12. The water soluble film according to claim 11, wherein the surfactant is selected from the group consisting dialkyl sulfosuccinate, lactylated fatty acid esters of glycerol and propylene glycol, lactylic esters of fatty acids, sodium alkyl sulfates, polysorbate 20, polysorbate 60, polysorbate 65, polysorbate 80, alkyl polyethylene glycol ethers, lecithin, acetylated fatty acid esters of glycerol and propylene glycol, sodium lauryl sulfate, acetylated esters of fatty acids, myristyl dimethylamine oxide, trimethyl tallow alkyl ammonium chloride, quaternary ammonium compounds, salts thereof, and combinations of any of the forgoing.
13. The water soluble film according to claim 11, wherein the surfactant is present in the water soluble film in an amount of at least about 0.05 phr.
14. The water soluble film according to claim 1, wherein the enzyme activity recovery in the film after formation is at least 70% of the original enzyme activity in the enzyme composition raw material used to make the film.

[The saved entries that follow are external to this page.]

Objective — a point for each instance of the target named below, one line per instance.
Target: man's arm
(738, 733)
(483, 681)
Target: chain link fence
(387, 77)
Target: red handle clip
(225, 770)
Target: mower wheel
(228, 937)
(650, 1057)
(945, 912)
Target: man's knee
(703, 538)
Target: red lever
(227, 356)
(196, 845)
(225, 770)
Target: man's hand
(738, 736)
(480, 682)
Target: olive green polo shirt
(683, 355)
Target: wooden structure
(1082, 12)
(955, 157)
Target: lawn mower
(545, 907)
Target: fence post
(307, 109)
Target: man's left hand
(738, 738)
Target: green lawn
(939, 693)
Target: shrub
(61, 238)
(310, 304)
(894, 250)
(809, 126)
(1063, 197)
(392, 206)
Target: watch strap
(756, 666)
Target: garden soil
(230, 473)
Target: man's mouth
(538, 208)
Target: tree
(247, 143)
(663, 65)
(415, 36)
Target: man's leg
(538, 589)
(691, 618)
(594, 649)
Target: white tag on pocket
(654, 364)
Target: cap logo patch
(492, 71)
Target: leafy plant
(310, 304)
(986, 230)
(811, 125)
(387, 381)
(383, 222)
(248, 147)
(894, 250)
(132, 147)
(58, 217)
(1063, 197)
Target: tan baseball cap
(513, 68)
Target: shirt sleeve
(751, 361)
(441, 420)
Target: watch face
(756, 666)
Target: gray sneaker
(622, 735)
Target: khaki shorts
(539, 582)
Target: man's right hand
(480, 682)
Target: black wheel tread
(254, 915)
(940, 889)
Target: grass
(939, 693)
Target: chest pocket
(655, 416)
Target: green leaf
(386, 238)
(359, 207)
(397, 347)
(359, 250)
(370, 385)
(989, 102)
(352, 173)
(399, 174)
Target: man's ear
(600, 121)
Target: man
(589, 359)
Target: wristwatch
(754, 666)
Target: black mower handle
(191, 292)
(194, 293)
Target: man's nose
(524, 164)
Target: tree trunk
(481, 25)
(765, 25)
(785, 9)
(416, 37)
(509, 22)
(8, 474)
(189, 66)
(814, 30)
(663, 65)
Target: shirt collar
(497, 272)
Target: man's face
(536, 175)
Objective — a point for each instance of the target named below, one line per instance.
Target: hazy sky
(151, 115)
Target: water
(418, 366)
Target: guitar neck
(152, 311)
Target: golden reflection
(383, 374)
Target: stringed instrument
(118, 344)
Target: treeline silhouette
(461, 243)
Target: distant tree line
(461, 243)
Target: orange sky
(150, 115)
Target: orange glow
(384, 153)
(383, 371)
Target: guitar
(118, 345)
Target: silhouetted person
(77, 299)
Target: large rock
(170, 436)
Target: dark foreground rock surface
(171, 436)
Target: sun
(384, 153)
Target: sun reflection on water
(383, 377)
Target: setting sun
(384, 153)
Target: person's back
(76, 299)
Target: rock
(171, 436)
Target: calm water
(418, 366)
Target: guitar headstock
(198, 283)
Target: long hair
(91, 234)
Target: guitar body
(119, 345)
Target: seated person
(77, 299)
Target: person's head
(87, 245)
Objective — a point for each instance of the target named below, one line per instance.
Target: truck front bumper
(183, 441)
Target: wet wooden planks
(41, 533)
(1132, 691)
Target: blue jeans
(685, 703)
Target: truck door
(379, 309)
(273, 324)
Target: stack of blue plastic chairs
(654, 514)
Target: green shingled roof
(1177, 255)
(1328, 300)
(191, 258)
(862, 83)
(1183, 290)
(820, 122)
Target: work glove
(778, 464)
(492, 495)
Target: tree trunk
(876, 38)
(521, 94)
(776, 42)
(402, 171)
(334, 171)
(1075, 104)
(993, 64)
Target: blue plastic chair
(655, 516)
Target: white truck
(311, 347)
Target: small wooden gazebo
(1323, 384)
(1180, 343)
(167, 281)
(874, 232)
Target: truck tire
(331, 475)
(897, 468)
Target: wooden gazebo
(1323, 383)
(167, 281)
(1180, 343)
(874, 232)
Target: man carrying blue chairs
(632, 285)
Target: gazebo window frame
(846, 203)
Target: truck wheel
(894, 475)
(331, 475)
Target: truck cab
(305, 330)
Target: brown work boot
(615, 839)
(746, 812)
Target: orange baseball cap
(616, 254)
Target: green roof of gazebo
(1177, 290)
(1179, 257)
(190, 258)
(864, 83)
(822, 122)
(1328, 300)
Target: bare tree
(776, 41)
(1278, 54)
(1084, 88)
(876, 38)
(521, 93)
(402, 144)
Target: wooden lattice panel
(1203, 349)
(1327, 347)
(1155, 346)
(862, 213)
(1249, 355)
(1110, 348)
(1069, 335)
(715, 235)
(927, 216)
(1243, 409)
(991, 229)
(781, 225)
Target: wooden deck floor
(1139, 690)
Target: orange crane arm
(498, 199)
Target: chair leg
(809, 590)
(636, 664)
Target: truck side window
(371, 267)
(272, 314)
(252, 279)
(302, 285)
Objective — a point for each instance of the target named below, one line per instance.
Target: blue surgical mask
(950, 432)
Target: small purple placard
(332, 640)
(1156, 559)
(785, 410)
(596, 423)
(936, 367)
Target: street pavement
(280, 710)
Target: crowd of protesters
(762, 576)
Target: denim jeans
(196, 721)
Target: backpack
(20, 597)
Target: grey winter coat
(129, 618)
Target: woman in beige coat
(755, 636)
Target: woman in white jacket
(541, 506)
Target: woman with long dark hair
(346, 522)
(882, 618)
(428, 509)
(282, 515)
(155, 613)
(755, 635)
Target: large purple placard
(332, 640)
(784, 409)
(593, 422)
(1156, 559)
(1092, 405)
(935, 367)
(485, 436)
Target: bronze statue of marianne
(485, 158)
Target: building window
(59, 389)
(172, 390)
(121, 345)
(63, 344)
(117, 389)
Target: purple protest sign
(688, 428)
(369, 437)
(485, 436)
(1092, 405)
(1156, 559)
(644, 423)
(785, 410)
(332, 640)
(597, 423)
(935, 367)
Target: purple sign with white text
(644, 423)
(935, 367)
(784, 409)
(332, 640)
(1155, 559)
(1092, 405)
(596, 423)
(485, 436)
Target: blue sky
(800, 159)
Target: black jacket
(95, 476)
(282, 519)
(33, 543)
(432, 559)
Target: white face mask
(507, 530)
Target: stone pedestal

15. A method of forming a water soluble film, comprising providing a solution comprising a water soluble resin, an enzyme selected from the group consisting of cellulase and mannanase, and an enzyme substrate for said enzyme; wherein when the enzyme is a cellulase, the enzyme substrate is selected from the group consisting of a cellulose and methyl cellulose; and when the enzyme is a mannanase, the substrate is selected from the group consisting of a mannan and guar gum;
casting the solution onto a surface preheated to a temperature less than 77° C.;
drying the water from the cast solution over a period of less than 24 hours, to form a water soluble film.
16. The water soluble film according to claim 3, wherein the second enzyme is different from the first enzyme and is selected from the group consisting of amylase, lipase, protease, oxido-reductase, cellulase, mannanase, and combinations thereof.
17. A water soluble film, the film comprising a water soluble mixture of:
a water soluble resin, an enzyme selected from the group consisting of cellulase and mannanase, and an enzyme substrate for said enzyme; wherein when the enzyme is a cellulase, the enzyme substrate is selected from the group consisting of a cellulose and methyl cellulose; and when the enzyme is a mannanase, the substrate is selected from the group consisting of a mannan and guar gum;
wherein the enzyme substrate is not the same as the water soluble resin, and
wherein the film exhibits an increase in enzyme recovery relative to a like film with no enzyme substrate included.
18. The water soluble film according to claim 6, wherein the water soluble resin comprises one or more selected from the group consisting of polyvinyl alcohol and modified polyvinyl alcohols.